Unrelated to your illness- I had to take care of my mom [she had to go through a Colostomy- thankfully this has been reversed - long story for another thread] - one of the best things that I found through the Internet was a Support Group in my area. 

The internet is a blessing and a curse. You can be bombarded with so much information at once. Just take things one step at a time and see what works for you.


----------



## MisticalMisty (Oct 3, 2007)

Sandie_Zitkus said:


> My doctor and I decided on Actos because I cannot take glucophage. I took it about 5 years ago and I was in pain all 9 months I was on it. It was horrific for me - I couldn't have a bowel movement for 3 or 4 days at a time and when I did go it was like passing stone. Oh I will never take that drug again. If Actos doesn't work we can try something else.

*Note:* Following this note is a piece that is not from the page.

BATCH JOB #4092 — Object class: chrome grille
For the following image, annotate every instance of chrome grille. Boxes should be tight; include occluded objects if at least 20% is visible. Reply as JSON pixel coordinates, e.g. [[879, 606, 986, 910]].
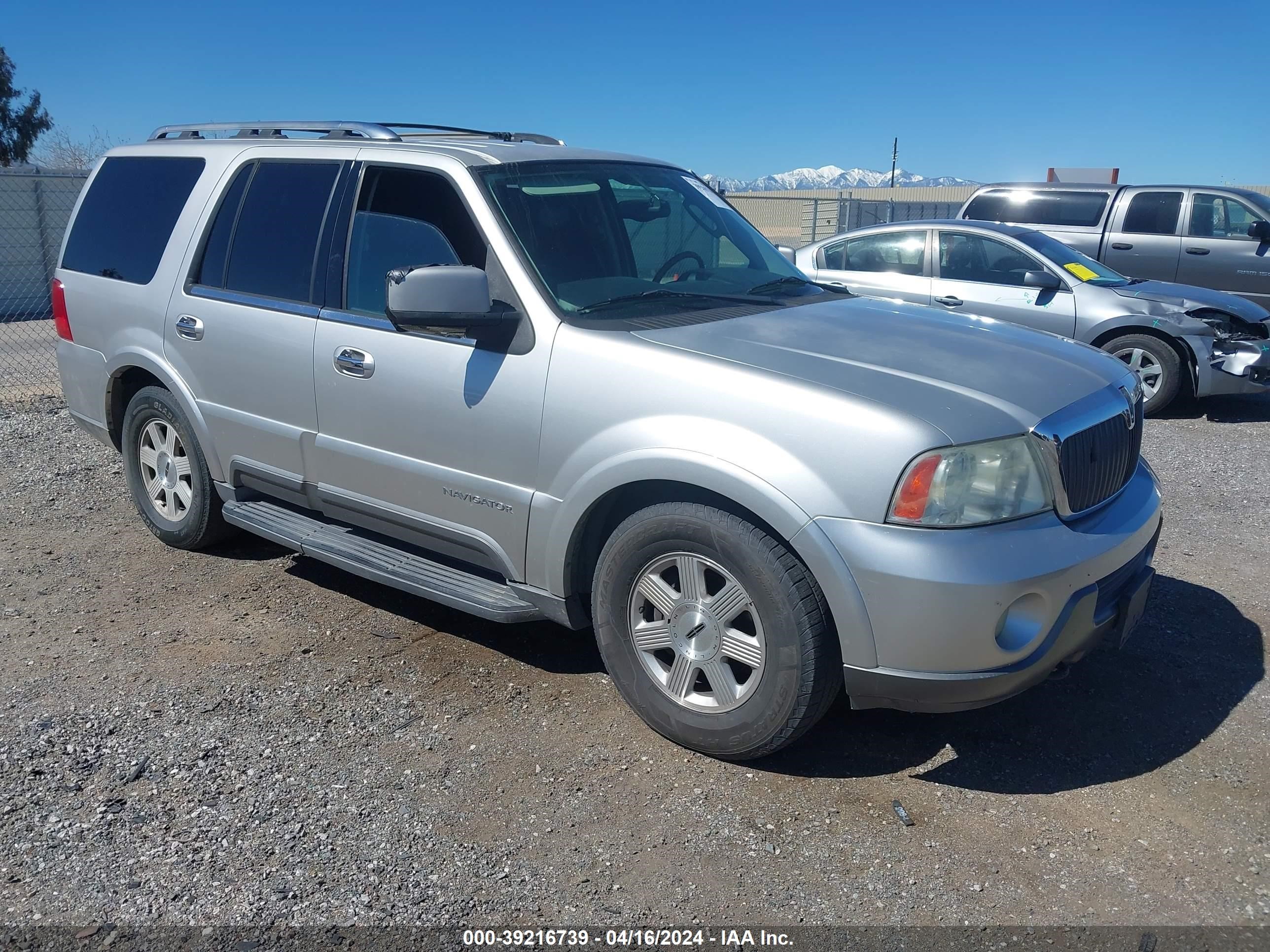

Holy..umm..shit? LOL It did the complete opposite for me..I was in the restroom up to 15 times a day..talk about a sore bottom and a sour mood.

I've been actos for about a month..I like it..I can eat things and not worry about mapping a restroom route home from dinner..etc. Now, I don't know about the weight gain..I have gained weight..but I've also been on a chicken wing kick and that didn't help matters! LOL

Good luck!


----------



## SocialbFly (Oct 3, 2007)

Misty i have to agree, and not only was i in the bathroom, i was running holding my private parts and praying, if you get my drift....(please dont let me be freaky fodder...lol) i ramped up, i tried being slow, i even tried the extended release, all to no avail...i am on byetta, and none of the side effects including my doctors kind remarks that i would lose big amounts of weight...happened....i am still on it, but will get a doc here soon, and talk to them about it...


----------



## Sandie_Zitkus (Oct 3, 2007)

Thanks guys! I took my first Glucometer reading earlier. I was 140. I will take another in 2 hours (we just ate dinner). But I am already hopeful.


----------



## MisticalMisty (Oct 3, 2007)

SocialbFly said:


> Misty i have to agree, and not only was i in the bathroom, i was running holding my private parts and praying, if you get my drift....(please dont let me be freaky fodder...lol) i ramped up, i tried being slow, i even tried the extended release, all to no avail...i am on byetta, and none of the side effects including my doctors kind remarks that i would lose big amounts of weight...happened....i am still on it, but will get a doc here soon, and talk to them about it...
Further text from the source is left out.